John Michael Bryant, M.D., another co-senior author and physician-scientist at Sylvester, remarked on the innovation, saying, “Magnetoelectric nanotherapy brings a new dimension to theranostic oncology by coupling imaging and controlled physical mechanisms of tumor treatment in real time.” This approach, positioned at the intersection of engineering, physics, and medicine, offers a safer and more personalized avenue for cancer care.

MRI scans conducted during the study confirmed the effectiveness of the treatment in reducing tumor size and provided clear imaging signals. This supports the potential of MENPs as a powerful therapeutic and diagnostic tool, or “theranostic” option, minimizing the side effects often associated with pharmaceutical interventions.

The concept of using MENPs to wirelessly control local electric fields was first introduced by Khizroev and Liang in 2011. Over the past decade, the idea has evolved through international research partnerships and technological advancements, culminating in this promising study.

Despite advancements in cancer treatment, pancreatic ductal adenocarcinoma (PDAC) remains one of the deadliest cancers, with a five-year survival rate below 10%. It is projected to become the second leading cause of cancer-related deaths in the United States by 2030. Traditional treatment options, including surgery, radiation, and chemotherapy, often endanger healthy tissues, while newer therapies like immunotherapy have achieved limited success.

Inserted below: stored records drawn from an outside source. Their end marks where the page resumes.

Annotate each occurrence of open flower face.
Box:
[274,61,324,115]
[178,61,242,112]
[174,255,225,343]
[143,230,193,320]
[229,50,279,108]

One of the greatest challenges in treating PDAC has been the ability to control the electric fields that affect cancer cell growth. The new findings indicate that MENP therapy could provide a safer and more precise alternative for patients in the future.

“If this technology translates successfully to humans, it could change the way we think about treating pancreatic and other solid tumors,” remarked Liang, Ph.D., co-founder of Cellular Nanomed and a co-author of the study.

While the current research was conducted in preclinical models, the authors are optimistic that these findings will pave the way for future clinical trials, heralding a new generation of wireless nanomedicine in cancer treatment.